In a surprising turn of events, Omeros has halted its phase 3 trial of narsoplimab in kidney disease patients, as an interim analysis uncovered unfavorable prospects, further complicating its ongoing journey to bring this candidate to market.
The Seattle-based biopharmaceutical company sought approval for the anti-MASP2 antibody as a remedy for a complication arising from hematopoietic stem cell transplant back in 2020. Unfortunately, the FDA rejected this request, setting in motion a formal challenge by Omeros to this decision. This challenge ultimately led to a glimmer of hope in identifying an alternative path forward for the candidate. Simultaneously, Omeros was actively engaged in generating phase 3 data for narsoplimab in the context of immunoglobulin A (IgA) nephropathy.
Regrettably, the journey took an unexpected turn as the IgA nephropathy project came to an end this Monday.
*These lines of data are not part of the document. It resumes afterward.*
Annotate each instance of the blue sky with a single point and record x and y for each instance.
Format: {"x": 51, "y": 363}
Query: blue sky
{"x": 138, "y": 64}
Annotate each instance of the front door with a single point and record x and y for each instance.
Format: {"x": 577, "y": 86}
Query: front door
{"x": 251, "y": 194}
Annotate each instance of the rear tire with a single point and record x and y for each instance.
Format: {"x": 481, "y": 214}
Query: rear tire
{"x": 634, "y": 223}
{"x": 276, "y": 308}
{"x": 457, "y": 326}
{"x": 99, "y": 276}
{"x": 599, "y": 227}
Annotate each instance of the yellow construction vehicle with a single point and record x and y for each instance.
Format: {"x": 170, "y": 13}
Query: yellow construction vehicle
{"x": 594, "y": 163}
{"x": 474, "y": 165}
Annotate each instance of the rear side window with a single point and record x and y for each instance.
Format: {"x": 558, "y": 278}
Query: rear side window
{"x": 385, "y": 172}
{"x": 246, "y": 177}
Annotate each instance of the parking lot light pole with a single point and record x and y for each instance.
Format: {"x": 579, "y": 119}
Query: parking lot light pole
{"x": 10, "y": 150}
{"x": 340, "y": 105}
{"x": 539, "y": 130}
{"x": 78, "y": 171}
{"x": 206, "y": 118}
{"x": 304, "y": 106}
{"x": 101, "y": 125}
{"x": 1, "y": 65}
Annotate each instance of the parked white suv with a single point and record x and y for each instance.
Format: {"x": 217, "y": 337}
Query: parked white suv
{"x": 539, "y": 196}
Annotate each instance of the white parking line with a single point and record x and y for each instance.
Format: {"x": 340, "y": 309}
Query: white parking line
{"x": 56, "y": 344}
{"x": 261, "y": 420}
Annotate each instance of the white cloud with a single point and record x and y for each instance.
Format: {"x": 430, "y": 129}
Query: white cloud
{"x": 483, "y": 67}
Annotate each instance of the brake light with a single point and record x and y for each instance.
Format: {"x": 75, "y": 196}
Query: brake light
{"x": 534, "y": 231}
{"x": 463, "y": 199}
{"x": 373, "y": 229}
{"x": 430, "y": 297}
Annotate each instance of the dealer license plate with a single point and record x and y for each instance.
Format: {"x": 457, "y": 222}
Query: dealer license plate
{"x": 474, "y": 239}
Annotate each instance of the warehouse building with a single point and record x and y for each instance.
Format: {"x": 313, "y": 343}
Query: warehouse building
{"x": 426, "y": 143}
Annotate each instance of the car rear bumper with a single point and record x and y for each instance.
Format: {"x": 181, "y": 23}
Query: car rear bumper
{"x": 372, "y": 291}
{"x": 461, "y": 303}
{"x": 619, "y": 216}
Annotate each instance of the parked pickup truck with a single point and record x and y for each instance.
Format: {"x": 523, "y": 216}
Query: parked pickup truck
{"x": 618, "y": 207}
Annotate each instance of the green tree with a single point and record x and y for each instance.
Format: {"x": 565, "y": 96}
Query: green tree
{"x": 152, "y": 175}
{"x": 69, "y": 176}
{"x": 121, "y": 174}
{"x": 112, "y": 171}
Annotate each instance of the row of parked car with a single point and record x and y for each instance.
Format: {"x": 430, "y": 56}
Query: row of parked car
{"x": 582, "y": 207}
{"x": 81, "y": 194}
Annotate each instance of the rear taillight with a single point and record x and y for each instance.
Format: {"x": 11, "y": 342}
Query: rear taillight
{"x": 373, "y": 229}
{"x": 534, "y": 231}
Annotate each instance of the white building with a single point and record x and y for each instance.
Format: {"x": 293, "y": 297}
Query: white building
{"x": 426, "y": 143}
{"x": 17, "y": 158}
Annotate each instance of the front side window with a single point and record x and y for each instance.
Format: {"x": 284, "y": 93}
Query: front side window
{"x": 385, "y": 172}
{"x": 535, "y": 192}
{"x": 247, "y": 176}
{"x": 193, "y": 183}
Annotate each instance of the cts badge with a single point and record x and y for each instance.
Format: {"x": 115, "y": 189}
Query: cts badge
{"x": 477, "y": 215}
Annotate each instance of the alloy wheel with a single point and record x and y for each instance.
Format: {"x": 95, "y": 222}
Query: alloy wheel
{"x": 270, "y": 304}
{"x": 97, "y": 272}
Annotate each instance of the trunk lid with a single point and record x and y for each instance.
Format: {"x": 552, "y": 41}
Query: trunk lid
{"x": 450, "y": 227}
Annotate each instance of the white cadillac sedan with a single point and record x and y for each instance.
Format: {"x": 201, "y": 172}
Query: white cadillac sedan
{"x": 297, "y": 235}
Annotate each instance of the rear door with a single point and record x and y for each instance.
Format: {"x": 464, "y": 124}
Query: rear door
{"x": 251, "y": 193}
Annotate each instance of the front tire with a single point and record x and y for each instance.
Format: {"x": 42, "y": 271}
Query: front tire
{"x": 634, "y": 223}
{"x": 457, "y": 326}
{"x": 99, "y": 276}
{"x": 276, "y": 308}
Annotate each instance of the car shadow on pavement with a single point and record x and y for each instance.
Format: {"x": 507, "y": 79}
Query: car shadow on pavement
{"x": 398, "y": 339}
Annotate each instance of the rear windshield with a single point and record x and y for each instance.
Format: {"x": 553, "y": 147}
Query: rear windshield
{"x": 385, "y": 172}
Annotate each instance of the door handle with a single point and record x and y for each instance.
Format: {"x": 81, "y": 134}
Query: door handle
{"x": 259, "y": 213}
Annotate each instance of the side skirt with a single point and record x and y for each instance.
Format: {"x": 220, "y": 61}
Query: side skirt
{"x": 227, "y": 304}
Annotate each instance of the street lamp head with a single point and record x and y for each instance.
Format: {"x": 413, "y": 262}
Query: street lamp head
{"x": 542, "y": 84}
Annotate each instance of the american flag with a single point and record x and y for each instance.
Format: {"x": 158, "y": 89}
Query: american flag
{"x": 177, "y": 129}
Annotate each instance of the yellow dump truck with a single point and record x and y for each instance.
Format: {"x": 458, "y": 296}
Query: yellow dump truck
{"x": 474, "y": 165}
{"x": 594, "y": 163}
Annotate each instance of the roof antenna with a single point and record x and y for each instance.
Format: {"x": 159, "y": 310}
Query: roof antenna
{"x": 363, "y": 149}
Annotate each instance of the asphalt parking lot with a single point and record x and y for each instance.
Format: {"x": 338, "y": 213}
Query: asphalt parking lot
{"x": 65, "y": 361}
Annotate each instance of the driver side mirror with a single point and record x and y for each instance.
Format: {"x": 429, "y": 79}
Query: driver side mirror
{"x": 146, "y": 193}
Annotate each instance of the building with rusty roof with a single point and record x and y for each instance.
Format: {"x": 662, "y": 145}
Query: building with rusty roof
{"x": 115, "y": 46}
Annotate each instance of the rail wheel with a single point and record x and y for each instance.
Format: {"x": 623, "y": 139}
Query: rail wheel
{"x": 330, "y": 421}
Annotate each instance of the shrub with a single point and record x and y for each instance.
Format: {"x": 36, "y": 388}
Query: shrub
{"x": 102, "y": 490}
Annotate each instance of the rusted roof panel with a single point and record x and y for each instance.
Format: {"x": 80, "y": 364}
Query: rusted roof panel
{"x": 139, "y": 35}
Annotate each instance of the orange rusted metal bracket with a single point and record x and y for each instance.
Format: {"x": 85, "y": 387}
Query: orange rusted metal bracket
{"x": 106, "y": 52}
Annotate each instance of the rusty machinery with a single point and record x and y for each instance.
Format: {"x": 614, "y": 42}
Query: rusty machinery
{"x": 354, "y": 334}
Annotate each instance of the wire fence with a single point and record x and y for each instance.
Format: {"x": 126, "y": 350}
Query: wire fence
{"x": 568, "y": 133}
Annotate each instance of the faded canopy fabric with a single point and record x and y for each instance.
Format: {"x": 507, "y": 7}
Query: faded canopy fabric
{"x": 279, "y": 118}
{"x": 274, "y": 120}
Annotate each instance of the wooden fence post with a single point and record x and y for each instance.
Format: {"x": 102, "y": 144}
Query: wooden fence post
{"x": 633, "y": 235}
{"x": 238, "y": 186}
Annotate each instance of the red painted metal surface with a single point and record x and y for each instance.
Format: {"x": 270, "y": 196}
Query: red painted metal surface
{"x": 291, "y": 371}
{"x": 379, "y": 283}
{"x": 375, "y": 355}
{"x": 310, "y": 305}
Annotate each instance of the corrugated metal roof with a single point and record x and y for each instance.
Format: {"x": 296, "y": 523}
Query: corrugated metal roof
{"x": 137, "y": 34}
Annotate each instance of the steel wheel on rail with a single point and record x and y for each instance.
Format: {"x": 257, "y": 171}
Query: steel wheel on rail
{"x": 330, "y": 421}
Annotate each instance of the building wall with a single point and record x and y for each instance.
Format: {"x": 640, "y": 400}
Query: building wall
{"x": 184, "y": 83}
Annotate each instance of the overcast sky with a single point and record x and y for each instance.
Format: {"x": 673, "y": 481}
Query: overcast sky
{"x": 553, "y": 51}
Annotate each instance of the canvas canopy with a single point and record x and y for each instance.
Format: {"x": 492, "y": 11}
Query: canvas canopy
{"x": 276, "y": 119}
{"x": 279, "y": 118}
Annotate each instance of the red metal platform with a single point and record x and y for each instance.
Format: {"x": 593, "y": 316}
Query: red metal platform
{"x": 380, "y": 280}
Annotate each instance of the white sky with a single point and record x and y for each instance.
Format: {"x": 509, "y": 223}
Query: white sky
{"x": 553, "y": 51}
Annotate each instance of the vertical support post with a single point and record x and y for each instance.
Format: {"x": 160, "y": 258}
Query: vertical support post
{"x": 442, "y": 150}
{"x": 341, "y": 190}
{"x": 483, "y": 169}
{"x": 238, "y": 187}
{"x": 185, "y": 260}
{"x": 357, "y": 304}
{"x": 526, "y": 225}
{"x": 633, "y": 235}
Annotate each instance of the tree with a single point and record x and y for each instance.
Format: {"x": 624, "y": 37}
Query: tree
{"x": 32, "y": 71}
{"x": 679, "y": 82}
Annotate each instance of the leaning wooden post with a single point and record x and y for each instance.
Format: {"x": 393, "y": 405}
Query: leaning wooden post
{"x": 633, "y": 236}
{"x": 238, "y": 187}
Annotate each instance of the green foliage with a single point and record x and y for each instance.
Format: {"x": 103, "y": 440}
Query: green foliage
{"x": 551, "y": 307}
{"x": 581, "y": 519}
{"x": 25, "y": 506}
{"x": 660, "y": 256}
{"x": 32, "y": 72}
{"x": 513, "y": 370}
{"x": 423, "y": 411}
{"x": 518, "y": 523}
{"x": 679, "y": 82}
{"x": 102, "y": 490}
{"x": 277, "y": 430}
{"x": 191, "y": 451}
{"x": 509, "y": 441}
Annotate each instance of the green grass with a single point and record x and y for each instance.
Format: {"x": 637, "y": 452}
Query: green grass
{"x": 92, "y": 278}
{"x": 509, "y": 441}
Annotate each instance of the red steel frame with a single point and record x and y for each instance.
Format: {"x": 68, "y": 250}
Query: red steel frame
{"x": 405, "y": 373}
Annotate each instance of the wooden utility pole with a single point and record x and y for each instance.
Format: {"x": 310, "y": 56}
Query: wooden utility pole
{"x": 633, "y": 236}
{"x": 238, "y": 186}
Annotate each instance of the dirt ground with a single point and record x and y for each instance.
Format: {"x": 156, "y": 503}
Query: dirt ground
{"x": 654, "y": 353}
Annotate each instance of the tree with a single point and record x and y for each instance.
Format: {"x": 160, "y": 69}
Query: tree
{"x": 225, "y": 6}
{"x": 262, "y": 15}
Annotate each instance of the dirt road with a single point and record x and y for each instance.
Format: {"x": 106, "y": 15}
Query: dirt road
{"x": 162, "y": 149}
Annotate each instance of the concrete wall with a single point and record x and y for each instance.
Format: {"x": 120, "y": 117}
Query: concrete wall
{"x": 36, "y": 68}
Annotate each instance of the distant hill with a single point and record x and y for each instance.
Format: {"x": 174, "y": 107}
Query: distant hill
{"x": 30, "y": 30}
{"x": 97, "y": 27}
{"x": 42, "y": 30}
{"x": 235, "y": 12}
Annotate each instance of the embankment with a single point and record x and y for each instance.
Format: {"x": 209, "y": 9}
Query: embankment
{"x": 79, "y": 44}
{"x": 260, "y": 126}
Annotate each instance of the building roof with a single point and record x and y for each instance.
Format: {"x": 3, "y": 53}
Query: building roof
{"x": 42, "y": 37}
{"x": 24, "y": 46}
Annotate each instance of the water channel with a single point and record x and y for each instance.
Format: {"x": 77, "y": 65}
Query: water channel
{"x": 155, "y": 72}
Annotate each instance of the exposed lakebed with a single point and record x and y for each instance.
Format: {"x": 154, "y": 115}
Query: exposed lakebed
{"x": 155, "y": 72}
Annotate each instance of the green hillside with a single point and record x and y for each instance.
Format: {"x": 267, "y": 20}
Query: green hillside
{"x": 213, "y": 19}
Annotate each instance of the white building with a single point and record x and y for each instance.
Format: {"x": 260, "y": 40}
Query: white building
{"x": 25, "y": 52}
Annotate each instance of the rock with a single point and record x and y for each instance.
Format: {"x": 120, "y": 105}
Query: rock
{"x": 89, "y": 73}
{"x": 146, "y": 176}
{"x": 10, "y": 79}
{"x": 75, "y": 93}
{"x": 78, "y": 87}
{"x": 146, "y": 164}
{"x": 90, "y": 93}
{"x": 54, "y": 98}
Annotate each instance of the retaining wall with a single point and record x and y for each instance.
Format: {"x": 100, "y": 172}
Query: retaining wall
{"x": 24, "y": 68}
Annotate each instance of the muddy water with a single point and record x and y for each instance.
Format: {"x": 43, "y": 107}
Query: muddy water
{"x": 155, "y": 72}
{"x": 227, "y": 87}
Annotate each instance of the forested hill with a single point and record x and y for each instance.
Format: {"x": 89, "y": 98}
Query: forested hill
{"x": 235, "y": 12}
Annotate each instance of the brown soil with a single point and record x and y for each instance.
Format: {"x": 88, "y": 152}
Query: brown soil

A preliminary review disclosed that narsoplimab demonstrated no statistically significant advantage over a placebo in reducing proteinuria, a key marker of kidney damage characterized by high levels of protein in urine. In an earlier phase 2 clinical trial, Omeros had linked its drug candidate to an impressive 64% reduction in proteinuria, positioning it favorably against competitors like Calliditas Therapeutics’ Tarpeyo and Novartis’ iptacopan. However, it’s worth noting that the phase 2 study lacked a control group. When subjected to a placebo comparison in phase 3, narsoplimab’s efficacy faded.
Also Read: FDA Awards Priority Review For Full Approval Of Tarpeyo In Treating IgA Nephropathy
According to Omeros, the reduction in urine protein excretion in the placebo group was notably higher than that observed in trials of other agents for IgA nephropathy. While some biotech firms might consider further development based on a high placebo response, Omeros has chosen to decisively exit the IgA nephropathy arena, opting to terminate the study and abandoning its pursuit of approval in this specific indication.
This strategic shift not only eliminates Omeros as a potential rival to Calliditas and Travere Therapeutics, the current players in the market, but also provides Omeros with the freedom to redirect its resources and investments into alternative projects. As of June, Omeros reported having $341.3 million in funds, a financial cushion that it anticipates will support its operations through 2025.
The news of this development had a notable impact on Omeros’ stock, which experienced a 47% decline in premarket trading on Monday, dropping from a Friday closing price of $2.27 to $1.20.